Tudo vai mal quando acaba mal e o destino do Brexit, a saída do Reino Unido da União Europeia pareceu desde o início uma comédia de erros, de funestas consequências. Quase três anos após a votação que decidiu pela saída do país, em 23 de junho de 2016, os políticos britânicos continuam totalmente incapazes de chegar a uma conclusão sobre o que pretendem para o futuro das relações com a UE. A saída deveria ocorrer em 29 de março, foi protelada e a data final agora é 12 de abril. A Comissão Europeia se reúne em 10 de abril e espera uma definição. Como o acerto feito pela primeira ministra Theresa May foi rejeitado três vezes, a pior opção pode se consumar - a saída sem acordo.
"Uma esfinge é um livro aberto se comparado ao Parlamento britânico", resumiu Jean Claude Juncker, presidente da Comissão Europeia. Ele foi fiel aos fatos. Já houve três rejeições ao "Brexit duro" de May - a separação total do Reino Unido, mas com um tratado que assegura que ela seja feita de forma ordenada e com um período de transição até dezembro de 2020, prorrogável até o último dia de dezembro de 2022. Com o impasse, o Parlamento decidiu votar alternativas ao plano de May. Por duas vezes, debateram e votaram oito opções - e todas foram rejeitadas.
O Brexit culminou por rachar trabalhistas e conservadores e aniquilar o precário gabinete de minoria de May, que se apoiava na escora do pequeno Partido Unionista Democrático da Irlanda do Norte, que se voltou contra o governo. Coube aos conservadores, sob chefia do primeiro ministro David Cameron, abrir a caixa de Pandora do Brexit. Para afirmar sua liderança em disputa paroquial no próprio partido, Cameron convocou o referendo e, para surpresa de todos, a saída da UE foi escolhida por 52% dos votantes. A campanha foi palco para populistas de todos os tipos. Extrema esquerda e extrema direita se uniram contra o centro, que cedeu. As vantagens da retirada britânica foram magnificadas, sem que ficasse claro que tipo de retirada os eleitores queriam e o que colocariam no lugar.
Sob impulso de trabalhistas de Jeremy Corbyn e dos conservadores, cidadãos empobrecidos que culpavam a globalização e a imigração, residentes das cidades menores e do interior, votaram em peso pela ruptura. Para impedir o fluxo de imigrantes, ou no linguajar dos conservadores, retomar o controle sobre o fluxo de pessoas e de mercadorias, que para eles também desprotegia a indústria doméstica, resolveu-se com a união continental.
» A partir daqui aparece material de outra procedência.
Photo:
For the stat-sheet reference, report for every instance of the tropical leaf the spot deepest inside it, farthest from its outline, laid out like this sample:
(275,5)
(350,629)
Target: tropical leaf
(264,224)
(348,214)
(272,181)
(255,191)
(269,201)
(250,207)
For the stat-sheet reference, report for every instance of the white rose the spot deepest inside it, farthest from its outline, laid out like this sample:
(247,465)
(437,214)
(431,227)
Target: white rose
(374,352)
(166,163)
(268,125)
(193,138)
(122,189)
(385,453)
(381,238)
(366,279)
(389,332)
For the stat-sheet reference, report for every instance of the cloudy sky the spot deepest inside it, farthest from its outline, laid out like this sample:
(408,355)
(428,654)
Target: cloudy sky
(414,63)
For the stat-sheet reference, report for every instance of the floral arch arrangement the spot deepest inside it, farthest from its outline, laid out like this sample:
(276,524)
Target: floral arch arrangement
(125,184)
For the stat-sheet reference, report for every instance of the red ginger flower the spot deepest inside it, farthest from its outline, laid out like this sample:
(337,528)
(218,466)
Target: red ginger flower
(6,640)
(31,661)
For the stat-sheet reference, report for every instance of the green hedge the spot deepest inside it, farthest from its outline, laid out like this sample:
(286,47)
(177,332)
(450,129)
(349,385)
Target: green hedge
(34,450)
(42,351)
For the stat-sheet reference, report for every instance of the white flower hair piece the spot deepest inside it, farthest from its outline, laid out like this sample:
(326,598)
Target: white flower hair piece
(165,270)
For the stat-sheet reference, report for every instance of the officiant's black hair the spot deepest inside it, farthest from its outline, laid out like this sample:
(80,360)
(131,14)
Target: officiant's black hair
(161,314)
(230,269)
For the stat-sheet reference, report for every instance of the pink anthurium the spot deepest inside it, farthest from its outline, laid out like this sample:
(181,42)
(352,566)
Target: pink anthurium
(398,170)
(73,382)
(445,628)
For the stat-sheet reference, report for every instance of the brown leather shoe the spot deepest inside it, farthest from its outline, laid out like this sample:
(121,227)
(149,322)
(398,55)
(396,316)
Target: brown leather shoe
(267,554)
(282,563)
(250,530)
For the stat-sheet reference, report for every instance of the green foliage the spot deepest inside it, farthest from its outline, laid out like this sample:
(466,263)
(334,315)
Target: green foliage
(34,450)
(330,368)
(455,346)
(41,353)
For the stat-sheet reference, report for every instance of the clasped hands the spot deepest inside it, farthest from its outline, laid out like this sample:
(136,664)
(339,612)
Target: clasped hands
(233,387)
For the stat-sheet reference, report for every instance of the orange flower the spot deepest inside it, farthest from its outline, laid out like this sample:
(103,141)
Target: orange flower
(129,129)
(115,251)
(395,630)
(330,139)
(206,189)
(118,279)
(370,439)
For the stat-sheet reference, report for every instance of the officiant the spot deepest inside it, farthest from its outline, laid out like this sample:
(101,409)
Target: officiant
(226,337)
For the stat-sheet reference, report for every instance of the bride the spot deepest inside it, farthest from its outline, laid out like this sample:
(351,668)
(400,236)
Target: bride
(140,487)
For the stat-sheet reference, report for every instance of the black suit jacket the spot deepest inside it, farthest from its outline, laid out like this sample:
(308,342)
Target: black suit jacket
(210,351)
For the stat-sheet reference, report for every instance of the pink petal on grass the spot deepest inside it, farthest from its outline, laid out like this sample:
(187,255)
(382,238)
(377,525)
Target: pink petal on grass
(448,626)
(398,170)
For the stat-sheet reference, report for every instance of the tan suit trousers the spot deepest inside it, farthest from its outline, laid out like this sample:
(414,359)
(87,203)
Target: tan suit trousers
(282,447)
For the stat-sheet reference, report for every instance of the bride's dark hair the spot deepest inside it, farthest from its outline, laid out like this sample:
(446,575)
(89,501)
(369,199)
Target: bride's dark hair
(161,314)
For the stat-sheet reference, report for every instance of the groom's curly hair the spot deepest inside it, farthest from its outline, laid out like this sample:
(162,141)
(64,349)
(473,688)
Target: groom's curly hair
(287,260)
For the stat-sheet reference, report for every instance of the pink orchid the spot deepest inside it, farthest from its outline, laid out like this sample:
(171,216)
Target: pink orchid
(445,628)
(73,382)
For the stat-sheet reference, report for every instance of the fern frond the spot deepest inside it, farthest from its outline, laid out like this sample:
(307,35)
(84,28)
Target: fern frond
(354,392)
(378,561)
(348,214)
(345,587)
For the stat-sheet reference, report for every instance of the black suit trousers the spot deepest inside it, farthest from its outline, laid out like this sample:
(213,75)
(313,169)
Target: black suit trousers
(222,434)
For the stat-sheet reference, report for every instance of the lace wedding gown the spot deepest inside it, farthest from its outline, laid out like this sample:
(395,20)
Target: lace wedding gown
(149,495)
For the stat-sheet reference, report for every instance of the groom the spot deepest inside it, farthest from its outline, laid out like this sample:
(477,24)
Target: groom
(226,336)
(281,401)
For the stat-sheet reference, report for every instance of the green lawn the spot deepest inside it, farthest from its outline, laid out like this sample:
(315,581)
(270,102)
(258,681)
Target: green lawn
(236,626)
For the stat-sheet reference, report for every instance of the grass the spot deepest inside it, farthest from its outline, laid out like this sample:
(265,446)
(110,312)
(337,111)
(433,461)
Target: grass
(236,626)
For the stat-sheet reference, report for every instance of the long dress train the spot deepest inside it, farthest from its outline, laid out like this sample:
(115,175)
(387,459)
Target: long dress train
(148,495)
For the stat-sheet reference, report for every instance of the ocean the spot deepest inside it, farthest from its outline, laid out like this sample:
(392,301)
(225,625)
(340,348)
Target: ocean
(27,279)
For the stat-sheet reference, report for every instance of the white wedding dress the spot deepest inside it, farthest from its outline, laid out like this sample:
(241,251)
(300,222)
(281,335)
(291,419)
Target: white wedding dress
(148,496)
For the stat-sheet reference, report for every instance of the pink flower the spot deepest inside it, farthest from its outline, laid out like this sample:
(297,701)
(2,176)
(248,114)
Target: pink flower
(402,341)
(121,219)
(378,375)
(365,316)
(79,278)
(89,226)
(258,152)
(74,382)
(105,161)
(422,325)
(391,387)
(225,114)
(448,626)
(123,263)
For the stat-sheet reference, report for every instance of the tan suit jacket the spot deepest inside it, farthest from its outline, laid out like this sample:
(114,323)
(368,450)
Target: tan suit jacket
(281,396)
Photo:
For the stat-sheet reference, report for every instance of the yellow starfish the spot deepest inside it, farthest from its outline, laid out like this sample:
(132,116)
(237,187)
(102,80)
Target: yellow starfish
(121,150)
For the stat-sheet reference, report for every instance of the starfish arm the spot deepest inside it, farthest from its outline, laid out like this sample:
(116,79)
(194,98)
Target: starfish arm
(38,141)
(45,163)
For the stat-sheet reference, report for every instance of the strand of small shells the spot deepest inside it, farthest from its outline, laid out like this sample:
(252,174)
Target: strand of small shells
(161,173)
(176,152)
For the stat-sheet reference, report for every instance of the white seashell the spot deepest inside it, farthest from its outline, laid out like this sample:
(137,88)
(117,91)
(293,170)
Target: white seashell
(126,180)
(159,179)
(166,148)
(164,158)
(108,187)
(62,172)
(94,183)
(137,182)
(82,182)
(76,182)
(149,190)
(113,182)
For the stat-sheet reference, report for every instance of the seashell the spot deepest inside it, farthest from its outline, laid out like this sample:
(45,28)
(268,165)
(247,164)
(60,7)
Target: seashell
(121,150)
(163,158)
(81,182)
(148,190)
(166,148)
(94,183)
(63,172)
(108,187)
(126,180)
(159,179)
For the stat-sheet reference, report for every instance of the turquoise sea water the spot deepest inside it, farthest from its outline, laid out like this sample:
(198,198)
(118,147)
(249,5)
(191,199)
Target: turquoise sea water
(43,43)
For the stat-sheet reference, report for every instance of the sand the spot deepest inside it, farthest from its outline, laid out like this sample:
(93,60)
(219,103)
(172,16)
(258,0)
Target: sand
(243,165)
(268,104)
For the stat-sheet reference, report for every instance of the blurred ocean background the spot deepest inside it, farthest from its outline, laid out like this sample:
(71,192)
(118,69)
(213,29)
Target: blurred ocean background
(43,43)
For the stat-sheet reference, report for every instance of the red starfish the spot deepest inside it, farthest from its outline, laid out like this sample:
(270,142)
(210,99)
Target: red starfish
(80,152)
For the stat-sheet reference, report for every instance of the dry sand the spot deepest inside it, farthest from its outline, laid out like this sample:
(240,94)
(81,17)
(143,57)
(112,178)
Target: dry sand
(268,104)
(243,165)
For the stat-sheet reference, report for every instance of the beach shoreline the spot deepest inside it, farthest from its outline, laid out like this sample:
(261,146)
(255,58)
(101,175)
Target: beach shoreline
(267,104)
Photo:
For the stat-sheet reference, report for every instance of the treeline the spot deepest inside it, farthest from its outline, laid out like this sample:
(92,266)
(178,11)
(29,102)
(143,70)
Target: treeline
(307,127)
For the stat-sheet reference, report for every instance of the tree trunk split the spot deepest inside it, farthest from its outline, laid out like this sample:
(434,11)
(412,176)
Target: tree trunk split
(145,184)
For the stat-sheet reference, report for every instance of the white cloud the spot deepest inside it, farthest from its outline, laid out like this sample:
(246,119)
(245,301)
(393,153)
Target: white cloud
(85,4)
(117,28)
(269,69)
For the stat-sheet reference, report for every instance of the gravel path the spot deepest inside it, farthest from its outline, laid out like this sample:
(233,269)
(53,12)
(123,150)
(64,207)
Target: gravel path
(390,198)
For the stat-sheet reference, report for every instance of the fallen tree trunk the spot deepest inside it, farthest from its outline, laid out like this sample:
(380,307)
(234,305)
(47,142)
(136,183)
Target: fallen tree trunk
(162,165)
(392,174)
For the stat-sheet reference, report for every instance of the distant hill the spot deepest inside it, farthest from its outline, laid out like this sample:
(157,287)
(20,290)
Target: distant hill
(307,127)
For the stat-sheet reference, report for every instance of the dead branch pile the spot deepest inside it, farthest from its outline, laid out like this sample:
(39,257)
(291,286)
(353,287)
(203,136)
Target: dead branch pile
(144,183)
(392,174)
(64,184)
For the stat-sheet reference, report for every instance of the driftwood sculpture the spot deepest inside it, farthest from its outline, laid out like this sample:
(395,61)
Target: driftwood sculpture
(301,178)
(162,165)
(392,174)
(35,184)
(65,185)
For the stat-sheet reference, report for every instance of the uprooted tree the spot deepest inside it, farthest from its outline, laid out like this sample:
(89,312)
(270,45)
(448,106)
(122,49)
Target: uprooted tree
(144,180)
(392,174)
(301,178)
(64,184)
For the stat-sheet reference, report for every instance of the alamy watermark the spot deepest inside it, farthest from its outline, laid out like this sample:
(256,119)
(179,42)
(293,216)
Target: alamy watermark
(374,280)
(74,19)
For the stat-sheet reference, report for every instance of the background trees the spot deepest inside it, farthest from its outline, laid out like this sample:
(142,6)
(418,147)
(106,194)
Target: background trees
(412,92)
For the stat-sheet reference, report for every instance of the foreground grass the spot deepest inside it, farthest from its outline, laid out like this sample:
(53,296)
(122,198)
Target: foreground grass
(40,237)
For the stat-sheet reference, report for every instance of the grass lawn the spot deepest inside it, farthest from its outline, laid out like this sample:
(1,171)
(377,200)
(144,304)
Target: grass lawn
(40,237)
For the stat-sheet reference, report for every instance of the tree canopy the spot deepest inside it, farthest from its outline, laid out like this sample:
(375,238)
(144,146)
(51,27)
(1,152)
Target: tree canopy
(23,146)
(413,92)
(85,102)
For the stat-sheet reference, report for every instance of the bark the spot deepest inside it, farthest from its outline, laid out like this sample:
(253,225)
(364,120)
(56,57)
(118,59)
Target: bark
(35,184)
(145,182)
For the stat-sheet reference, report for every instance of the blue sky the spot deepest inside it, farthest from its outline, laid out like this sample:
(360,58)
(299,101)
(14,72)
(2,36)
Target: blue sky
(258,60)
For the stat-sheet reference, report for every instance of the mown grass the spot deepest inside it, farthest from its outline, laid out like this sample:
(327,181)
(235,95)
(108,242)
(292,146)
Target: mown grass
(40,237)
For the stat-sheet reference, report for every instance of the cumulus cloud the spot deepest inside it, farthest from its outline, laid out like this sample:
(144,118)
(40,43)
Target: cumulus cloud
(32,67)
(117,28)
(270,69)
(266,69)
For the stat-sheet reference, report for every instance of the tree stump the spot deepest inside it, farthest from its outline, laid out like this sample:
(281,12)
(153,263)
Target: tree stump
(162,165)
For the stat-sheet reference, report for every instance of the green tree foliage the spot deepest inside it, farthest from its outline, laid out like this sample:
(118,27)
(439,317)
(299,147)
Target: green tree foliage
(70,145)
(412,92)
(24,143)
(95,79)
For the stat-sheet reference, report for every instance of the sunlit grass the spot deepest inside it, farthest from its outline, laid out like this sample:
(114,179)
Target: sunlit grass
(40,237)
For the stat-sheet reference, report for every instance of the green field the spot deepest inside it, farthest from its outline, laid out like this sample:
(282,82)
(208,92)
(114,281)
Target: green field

May quer o divórcio total, isto é, relacionar-se com o bloco como um país qualquer. Os custos desta opção são elevados.
Se sair sem acordo e sem transição, o Reino Unido receberá de imediato uma tarifa de 10% sobre carros e outros produtos que compõem a maior parte de suas exportação ao continente. Todas as normas de controle de qualidade, fitossanitárias, patentes terão de ser rediscutidas e as instituições financeiras perdem o direito automático de atuar em todos os países da UE. Beira o caos colocar de pé de uma hora para outra controles alfandegários sobre bens, serviços e pessoas de uma hora para outra, mas é isto que pode acontecer. Na melhor das hipóteses, o Brexit desordenado reduzirá o PIB inglês em 8% até 2023, com maior desemprego e inflação em alta. O Goldman Sachs estimou que desde junho de 2016 há perda de 600 milhões de libras por semana, redução acumulada de 2,4% do PIB.
Ainda não se sabe o que vai acontecer. Após longa reunião de gabinete ontem, May disse que buscará negociar com os trabalhistas uma saída mais suave, sem mudar o acordo já realizado com a UE, que estabelece regras para o período de transição. Os trabalhistas defenderam em peso durante a votação no Parlamento a alternativa de uma união aduaneira com a UE ou um segundo referendo sobre o Brexit. Ao jogar o problema no colo de Corbyn, May não garantiu o apoio dos trabalhistas, mas enfureceu a maioria dos conservadores, que apoiam seu plano. "Sempre fui clara sobre o fato de que poderíamos ter sucesso no longo prazo sem acordo, mas sair com um acordo é a melhor solução", disse May.
O Reino Unido terá de pedir uma extensão do prazo, que a CE concederá, desde que por um bom motivo. Salvo novo referendo, todas as opções restantes restauram o controle da imigração pelo governo britânico, e pouco mais que isso. Uma política comercial autônoma será irrelevante diante das regras da UE, que compra 47% de suas exportações. Uma união aduaneira deixará as coisas quase como estão, sem que o Reino Unido possa, como hoje, interferir nas decisões. Os prejuízos superam em muito os benefícios da saída, mas parece cada vez mais difícil ao Reino Unido recuar.